The question is given in the chap. 1.4 of the book titled: Calculus Problems for the new century, by Robert Fraga.
What is the domain of $\operatorname{arcsec}(\sin x)$?
I feel confused as $\operatorname{arcsec}( x ) = \cos( x )$, as $\sec( x) =\arccos( x )$. I hope that am not be making error in terms of domain values here, as domain of $\cos( x) $ is entire real number line; while that of $\sec( x )$ is in the interval $\{-1,\cdots 1\}$.
So, the question reduces to finding domain of $\cos(\sin x)$.
The domain of $\cos(x)$ is the range of $\sin(x)$, so domain of input to $\cos(x)$, is $-1\le x\le 1$.
But, the book states answer as below, in an unexpected way:
The $\operatorname{arcsec}(x)$ is defined only on $\{x|\,|x|\ge 1\}$. However, $|\sin\, x\,|\ge 1$ only if $x$ is an odd multiple of $\frac{\pi}2$, so the domain consists of odd multiples of $\frac{\pi}2$.
Best Answer
$$\operatorname{arcsec}{(x)}\ \text{or}\ \sec^{-1}{(x)} \ne \cos{(x)}$$
That statement is wrong. When we write something like $\sec^{-1}{x}$, it does not mean $\frac{1}{\sec{x}}$. It means "inverse secant function". It's just a notation thing. I know it's confusion, but that's just how things are in modern mathematics.

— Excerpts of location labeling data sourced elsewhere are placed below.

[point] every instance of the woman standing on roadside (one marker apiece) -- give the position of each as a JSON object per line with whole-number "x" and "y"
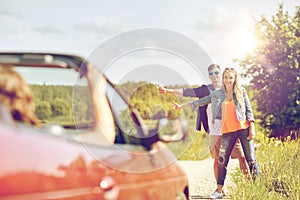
{"x": 232, "y": 104}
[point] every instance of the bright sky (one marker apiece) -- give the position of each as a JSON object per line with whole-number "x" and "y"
{"x": 221, "y": 27}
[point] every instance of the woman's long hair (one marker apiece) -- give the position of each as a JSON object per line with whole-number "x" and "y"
{"x": 16, "y": 95}
{"x": 236, "y": 87}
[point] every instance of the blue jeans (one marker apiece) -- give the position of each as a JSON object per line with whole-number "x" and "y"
{"x": 227, "y": 144}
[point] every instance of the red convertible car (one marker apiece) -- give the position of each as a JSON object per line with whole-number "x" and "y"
{"x": 64, "y": 159}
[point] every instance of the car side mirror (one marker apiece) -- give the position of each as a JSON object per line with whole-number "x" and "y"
{"x": 172, "y": 130}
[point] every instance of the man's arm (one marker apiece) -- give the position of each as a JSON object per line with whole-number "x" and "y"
{"x": 164, "y": 90}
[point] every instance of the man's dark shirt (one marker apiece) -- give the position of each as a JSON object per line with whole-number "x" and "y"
{"x": 200, "y": 92}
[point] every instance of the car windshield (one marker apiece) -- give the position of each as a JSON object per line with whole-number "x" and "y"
{"x": 61, "y": 96}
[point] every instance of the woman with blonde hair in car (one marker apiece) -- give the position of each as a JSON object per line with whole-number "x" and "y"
{"x": 17, "y": 97}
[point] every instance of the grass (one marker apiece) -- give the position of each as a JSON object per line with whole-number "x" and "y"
{"x": 279, "y": 164}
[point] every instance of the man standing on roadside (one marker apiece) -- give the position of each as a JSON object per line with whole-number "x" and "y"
{"x": 204, "y": 117}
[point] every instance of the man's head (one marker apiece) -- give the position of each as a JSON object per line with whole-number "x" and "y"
{"x": 214, "y": 73}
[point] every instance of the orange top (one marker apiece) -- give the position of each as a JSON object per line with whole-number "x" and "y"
{"x": 230, "y": 121}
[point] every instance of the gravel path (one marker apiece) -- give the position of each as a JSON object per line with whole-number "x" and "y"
{"x": 201, "y": 177}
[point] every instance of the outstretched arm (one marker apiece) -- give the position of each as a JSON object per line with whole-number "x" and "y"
{"x": 194, "y": 104}
{"x": 164, "y": 90}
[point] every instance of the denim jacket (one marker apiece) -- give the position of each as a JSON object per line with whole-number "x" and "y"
{"x": 216, "y": 99}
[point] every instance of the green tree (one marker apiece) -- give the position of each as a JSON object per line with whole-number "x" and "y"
{"x": 273, "y": 67}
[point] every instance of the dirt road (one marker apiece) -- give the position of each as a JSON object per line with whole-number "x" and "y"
{"x": 201, "y": 177}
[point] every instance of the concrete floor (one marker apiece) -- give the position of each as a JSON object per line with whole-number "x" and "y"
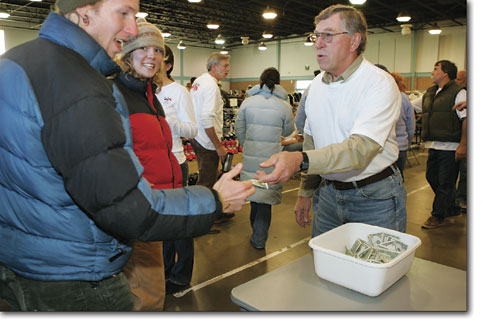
{"x": 226, "y": 260}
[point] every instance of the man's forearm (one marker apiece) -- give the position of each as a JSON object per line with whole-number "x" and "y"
{"x": 211, "y": 133}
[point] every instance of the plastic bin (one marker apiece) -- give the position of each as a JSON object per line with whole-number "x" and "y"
{"x": 332, "y": 264}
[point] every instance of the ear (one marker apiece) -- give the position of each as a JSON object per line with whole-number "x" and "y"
{"x": 355, "y": 41}
{"x": 83, "y": 13}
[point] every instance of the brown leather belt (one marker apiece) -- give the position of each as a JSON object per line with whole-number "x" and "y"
{"x": 363, "y": 182}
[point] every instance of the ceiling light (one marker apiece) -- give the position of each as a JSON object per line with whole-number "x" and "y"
{"x": 141, "y": 14}
{"x": 212, "y": 25}
{"x": 403, "y": 16}
{"x": 219, "y": 40}
{"x": 308, "y": 41}
{"x": 262, "y": 46}
{"x": 435, "y": 30}
{"x": 269, "y": 13}
{"x": 181, "y": 45}
{"x": 267, "y": 35}
{"x": 406, "y": 29}
{"x": 244, "y": 40}
{"x": 4, "y": 14}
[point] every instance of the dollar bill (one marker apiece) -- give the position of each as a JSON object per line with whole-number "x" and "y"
{"x": 380, "y": 248}
{"x": 259, "y": 184}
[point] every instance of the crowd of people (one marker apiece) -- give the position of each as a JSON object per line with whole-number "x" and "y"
{"x": 95, "y": 209}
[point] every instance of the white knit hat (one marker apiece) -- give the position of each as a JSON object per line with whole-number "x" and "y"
{"x": 148, "y": 35}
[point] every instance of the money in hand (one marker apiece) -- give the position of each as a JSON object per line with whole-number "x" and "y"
{"x": 259, "y": 184}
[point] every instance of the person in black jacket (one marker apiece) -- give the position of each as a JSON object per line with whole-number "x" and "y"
{"x": 72, "y": 195}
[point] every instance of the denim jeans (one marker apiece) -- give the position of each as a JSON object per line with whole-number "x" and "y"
{"x": 260, "y": 219}
{"x": 382, "y": 204}
{"x": 441, "y": 174}
{"x": 208, "y": 164}
{"x": 24, "y": 294}
{"x": 401, "y": 161}
{"x": 179, "y": 271}
{"x": 461, "y": 189}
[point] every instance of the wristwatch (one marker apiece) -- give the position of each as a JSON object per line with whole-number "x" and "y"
{"x": 305, "y": 164}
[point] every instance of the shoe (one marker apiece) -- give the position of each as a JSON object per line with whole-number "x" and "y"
{"x": 433, "y": 222}
{"x": 256, "y": 247}
{"x": 227, "y": 215}
{"x": 172, "y": 288}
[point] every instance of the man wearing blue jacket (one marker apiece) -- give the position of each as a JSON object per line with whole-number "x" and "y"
{"x": 72, "y": 195}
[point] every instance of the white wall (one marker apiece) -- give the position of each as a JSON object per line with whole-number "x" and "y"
{"x": 393, "y": 50}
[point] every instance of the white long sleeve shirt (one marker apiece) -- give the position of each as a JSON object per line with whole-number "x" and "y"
{"x": 208, "y": 106}
{"x": 180, "y": 116}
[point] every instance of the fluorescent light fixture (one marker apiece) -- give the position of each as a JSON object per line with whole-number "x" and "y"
{"x": 219, "y": 40}
{"x": 212, "y": 25}
{"x": 269, "y": 13}
{"x": 267, "y": 35}
{"x": 403, "y": 16}
{"x": 308, "y": 41}
{"x": 435, "y": 30}
{"x": 181, "y": 45}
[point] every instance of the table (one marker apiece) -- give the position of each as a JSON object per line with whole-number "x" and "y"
{"x": 427, "y": 286}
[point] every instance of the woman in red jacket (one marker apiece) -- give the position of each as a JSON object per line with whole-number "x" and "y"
{"x": 141, "y": 60}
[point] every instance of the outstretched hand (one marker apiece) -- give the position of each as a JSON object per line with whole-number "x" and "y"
{"x": 233, "y": 193}
{"x": 285, "y": 165}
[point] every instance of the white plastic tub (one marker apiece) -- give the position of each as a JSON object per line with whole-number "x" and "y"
{"x": 332, "y": 264}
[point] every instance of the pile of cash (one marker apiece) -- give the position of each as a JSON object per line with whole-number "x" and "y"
{"x": 379, "y": 249}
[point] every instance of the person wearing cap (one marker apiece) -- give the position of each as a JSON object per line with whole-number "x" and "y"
{"x": 178, "y": 255}
{"x": 141, "y": 61}
{"x": 72, "y": 194}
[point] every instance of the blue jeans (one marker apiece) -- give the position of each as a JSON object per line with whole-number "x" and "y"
{"x": 382, "y": 204}
{"x": 441, "y": 174}
{"x": 401, "y": 161}
{"x": 179, "y": 271}
{"x": 24, "y": 294}
{"x": 260, "y": 219}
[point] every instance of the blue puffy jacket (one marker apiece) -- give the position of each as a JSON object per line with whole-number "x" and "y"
{"x": 72, "y": 198}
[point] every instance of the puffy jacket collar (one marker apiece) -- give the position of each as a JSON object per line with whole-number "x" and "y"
{"x": 134, "y": 84}
{"x": 279, "y": 92}
{"x": 62, "y": 31}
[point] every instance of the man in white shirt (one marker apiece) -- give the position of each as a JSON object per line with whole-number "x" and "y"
{"x": 444, "y": 134}
{"x": 208, "y": 106}
{"x": 350, "y": 146}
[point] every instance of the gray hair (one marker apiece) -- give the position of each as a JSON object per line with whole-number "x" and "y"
{"x": 353, "y": 21}
{"x": 216, "y": 58}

As for the question itself, the range of the function $\sin{x}$ is $[-1,1]$. The inverse secant function, $\operatorname{arcsec}(x)$ (many times written as $\sec^{-1}{x}$), is only defined on $(-\infty,-1]\cup[1,+\infty)$. The intersection of those two sets consists of the following two elements: $\{-1,1\}$. So, the domain of $f(x)=\sec^{-1}{(\sin{x})}$ must be all values of $x$ where $\sin{x}$ equals either $-1$ or $1$:
$$\bigg\{\frac{\pi}{2}+k\pi,\ k\in\mathbb{Z}\bigg\}.$$